Lo más
sorprendente de la historiografía moderna es que todavía se está preguntando
que fue el fascismo. Al parecer es una pregunta difícil de responder. Y, de
hecho, lo es, sobre todo, por qué, hasta ahora, no se había preguntado a los “fascistas”
qué era lo que les motivaba y por qué se pusieron en marcha. Es más, hasta finales de los 70, todos los
estudios sobre el fascismo estaban condicionados por el antifascismo. Eso
dio lugar a dos tipos de interpretaciones erróneas: las distintas visiones
marxistas que permanecían presas de su rigidismo dogmático y que, apenas
habían variado desde la versión oficial dada en el Cuarto Congreso del
Komintern hasta las plúmbeas interpretaciones realizadas por Nikos Poulantzas
(que terminó arrojándose del piso 23 de la Torre de Montparnase, abrazado a sus
libros). En cuanto a los historiadores “liberales”, optaban por utilizar
el término “totalitarismo” para amalgamar el fenómeno, según ellos, nacido en
la “extrema-derecha”, con el “totalitarismo de izquierdas”.
Fue solamente a
partir de los años 80 y, cada vez con mayor intensidad, cuando cambió la tónica
y empezaron a aparecer historiadores “independientes”, cada uno de los cuales,
aisladamente y, sin constituir ninguna “escuela”, ni estar centralizados por
ninguna revista, lanzaron sus tesis “disidentes” sobre los fascismos. Georges
Mosse y Zeev Sternhell, por un lado, Stanley Payne por otro,
finalmente, y, finalmente, Roger Griffin, con su recopilación Fascismo
(Alianza Editorial, Madrid, 2019).
Las tesis de
estos historiadores, no siempre son coincidentes. Da la sensación de que todavía
no se ha llegado a un consenso en la cuestión de facilitar una explicación
sobre lo que fue el fascismo y sobre el tránsito que se ha producido,
posteriormente, en primer lugar, del “fascismo” al “neo-fascismo” y, luego del “neo-fascismo”
al “populismo”.
Esta nueva
perspectiva se tiende a llamar, genéricamente, “empática”. Es decir, para
elaborarla se tiene en cuenta, en primer lugar y, sobre todo, los testimonios procedentes
de los fascismos: estos se obtienen mediante entrevistas con supervivientes,
o bien escarbando en sus memorias o en el material documental originario de
aquella época. Se tiende a excluir todo lo que puede ser considerado como “propaganda
de guerra”, o al menos, a minimizar su importancia. Esto marca una primera
diferencia.
Mientras, por
ejemplo, la totalidad de los historiadores marxistas e, incluso, historiadores
liberales, han utilizado el Libro Negro sobre el incendio del Reichstag
como “prueba” definitiva para hacer recaer la responsabilidad del incendio a
espaldas de Hermann Göring, la “historiografía empática”, desconsidera estos
seudo-documentos (la obra citada fue elaborada por funcionarios de la
Internacional Comunista y presentada como “obra de investigación”, unos meses
después del incendio) o realiza un análisis crítico que evidencia la
mistificación.
Ahora bien,
llama, igualmente, la atención, el que la clase política y la izquierda,
permanecen de espaldas a estas nuevas investigaciones sobre el fascismo.

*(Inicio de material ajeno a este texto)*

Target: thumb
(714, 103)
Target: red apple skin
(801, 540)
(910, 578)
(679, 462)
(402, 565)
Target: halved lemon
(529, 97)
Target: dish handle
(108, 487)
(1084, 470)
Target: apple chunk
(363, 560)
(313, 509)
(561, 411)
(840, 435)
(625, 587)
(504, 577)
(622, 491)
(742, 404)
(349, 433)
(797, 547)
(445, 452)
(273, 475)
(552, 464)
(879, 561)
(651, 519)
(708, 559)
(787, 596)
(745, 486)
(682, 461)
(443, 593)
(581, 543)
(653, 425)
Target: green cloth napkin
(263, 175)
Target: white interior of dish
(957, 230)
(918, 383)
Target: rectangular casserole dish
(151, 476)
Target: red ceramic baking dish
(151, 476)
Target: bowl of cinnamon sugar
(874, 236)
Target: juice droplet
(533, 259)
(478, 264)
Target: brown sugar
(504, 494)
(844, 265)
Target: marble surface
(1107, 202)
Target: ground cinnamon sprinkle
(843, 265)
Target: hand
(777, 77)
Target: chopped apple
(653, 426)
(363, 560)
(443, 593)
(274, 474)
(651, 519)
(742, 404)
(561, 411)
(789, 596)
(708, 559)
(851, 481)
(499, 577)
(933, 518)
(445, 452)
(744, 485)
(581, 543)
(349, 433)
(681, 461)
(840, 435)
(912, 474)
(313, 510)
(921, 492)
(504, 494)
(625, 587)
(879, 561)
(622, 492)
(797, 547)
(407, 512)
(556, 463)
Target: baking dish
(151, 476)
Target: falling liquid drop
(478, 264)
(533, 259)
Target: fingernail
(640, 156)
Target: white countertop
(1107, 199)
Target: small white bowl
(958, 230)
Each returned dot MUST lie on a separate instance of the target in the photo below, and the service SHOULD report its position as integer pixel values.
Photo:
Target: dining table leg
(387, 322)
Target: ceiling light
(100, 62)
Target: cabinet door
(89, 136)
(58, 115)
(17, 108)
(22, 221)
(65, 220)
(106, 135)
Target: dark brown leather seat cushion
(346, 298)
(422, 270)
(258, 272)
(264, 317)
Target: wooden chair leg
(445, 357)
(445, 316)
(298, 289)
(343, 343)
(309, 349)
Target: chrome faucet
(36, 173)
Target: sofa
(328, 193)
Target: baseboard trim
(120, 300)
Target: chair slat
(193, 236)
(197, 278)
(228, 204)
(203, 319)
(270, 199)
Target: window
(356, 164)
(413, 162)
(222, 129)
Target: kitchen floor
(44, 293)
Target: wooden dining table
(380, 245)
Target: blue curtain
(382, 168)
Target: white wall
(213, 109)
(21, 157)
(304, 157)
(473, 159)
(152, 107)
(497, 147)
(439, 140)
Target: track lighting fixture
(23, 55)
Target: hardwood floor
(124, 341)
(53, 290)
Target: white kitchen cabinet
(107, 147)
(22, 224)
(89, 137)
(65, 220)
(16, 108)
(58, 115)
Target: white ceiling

Recientemente, en la República Federal Alemana, se ha “exculpado” -ya que
estamos hablando del incendio del Reichstag- a Marius Van Der Lubbe como autor
material del atentado. En realidad, las pruebas para confirmar su culpabilidad
eran muchas, incluida su propia confesión, pero los herederos de los vencedores
de 1945, impusieron esta “absolución” de Van Der Lubbe, para mantener viva la
llama del “anti-fascismo” (Amadeo Bordigha, disidente del comunismo italiano,
ya dijo en los años treinta que “lo peor del fascismo sería el anti-fascismo”),
no sea que la Acción por Alemania (AfD), que nada tiene que ver con el
neo-fascismo y, ni digamos, con el fascismo histórico alemán, siguiera
creciendo en detrimento de los partidos tradicionales.
Lo
interesante es constatar que, al menos en Europa -España, también en esto, es
una excepción- hay historiadores que no se contentan con las explicaciones
dadas por marxistas y liberales (los dos grandes adversarios del fascismo),
sino que buscan explicaciones que se adapten mejor a la realidad y que no
supongan una contradicción con lo que los fascistas decían de ellos mismos.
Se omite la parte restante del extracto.